As far as which I use and baking together, I typically bake 1 loaf at a time. If I’ve made enough dough for multiple loaves, I still bake one at a time and store the remainder of the dough in the frig. This is just personal preference. I slice and eat the fresh baked for 2 days, then slice and freeze what is left and bake the 2nd loaf, etc. If I’ve made 2 different doughs, I might bake 2 loaves together: my 3 quart dutch oven (10 year old Lodge enamel) and the oblong baker fit easily in my oven.

(Melissa) #3

Oh boy, I have both and if you told me to pick one that would be difficult.

The oblong baker makes loaves that seem to spring and look beautiful no matter what haphazard shaping effort I make. Perhaps because of the small distance between
dough and lid?
The circumference of the resulting bread is small enough that my kids can cut it easily. Sandwiches are still reasonably sized…one is enough for lunch (unless you’re a sporty, growing teen, then two).


The batard/oval baker is so classic. Honestly it gives great bloom, too, it’s just that shaping batards is maybe more challenging imo.

Some things to think about are: How much do you like crust versus crumb? You get a higher ratio of crust to crumb in the oblong. How much do you enjoy/dislike cutting slices? (Do you have a bread murderer in your house? Haha)
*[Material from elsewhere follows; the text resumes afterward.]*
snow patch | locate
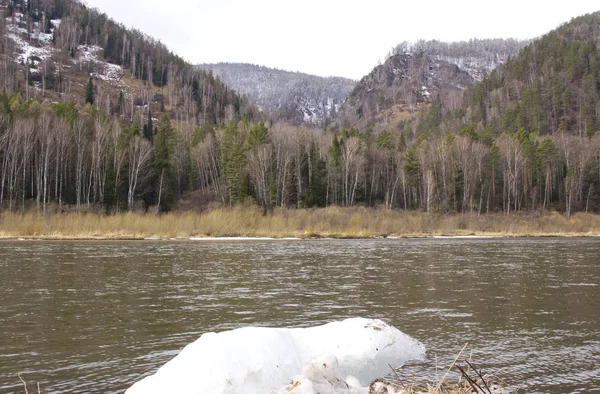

I always bake two loaves at once, rarely the same shape (and I often roast vegetables in the oven when it’s cooling down).

(Leah) #4

@nellie.herman, I have the Breadtopia batard (country loaf shape) clay baker that I use exclusively for all my breads. It is the only clay baker that I own. I chose that shape because I felt it was the most consistent shape for making sandwiches or simply enjoying a nice slice of toast. Since I was only interested in purchasing one clay baker I wanted to choose one that I felt had the most “universal” shape conducive to multi use of the finished bread. For me, the country loaf shaped batard fit the bill.


(susanmcc99) #5

Bread murderer, hah!

(MTJohn) #6

I have the oblong clay baker and a Romertopf. Those are the bakers that I use most often because I prefer the oblong loaf to the round loaf. But, I also have a 4 qt Lodge DO and an Emile Henry cloche - which I use when I want round loaves. When I bake round loaves, I slice them at right angles, alternating either side. This approach makes for more uniform slices.

(Linda) #7

To start with, I think you should pick the shape you like the best to start with or use a covered pot you may already have (e,g. Cast iron). After years of artisan bread baking I select the shape based on the bread I’m making. And love cloches. I bought my first (a Romertopf) because I had been giving myself serious burns tricking my oven to work like a steam oven. No more burns! I’ve come to own 6 brotforms in an array of shapes and use 8 cloches in varying material - clay (4 by Breadtopia and Romertopf), ceramic (3 by Emile Henry), spun steel (1 by Netherton) and in varying shapes - long clay cylinder, batard, boule and sandwich. I also have 2 covered Pullman pans for rugbrød. My husband likes a mixed whole grain sandwich bread in the “traditional” sandwich shape,” I bake Jewish ryes in batards, rugbrød I alway bake in a Pullman, breads to be gifted in boules, and so on. I have fit as many as 4 covered cloches in 2 sizes at one time in my oven, but it depends in your oven size, how much you can move the shelves. The design of slash cuts on my breads depend on shape, type of bread, and/or mood. :slight_smile:

(Snowywin) #8

I purchased both when I first started with sourdough. The oblong baker produces a loaf that can be usd for a “ normal” sized sandwich. The batard makes a much wider loaf that makes a normal sized sandwich for me but is too much for my wife. She just uses one slice then cuts it in half. Keep in mind that the batard slice probably won’t fit in most toasters where the oblong slice will. I frequently bake two loaves( one in each cloche) and they seem to bake roughly for the same amount of time, and both fit in the oven together. I usually give one of the loaves away. I can’t say I prefer one over the other. Both work great and produce great bread!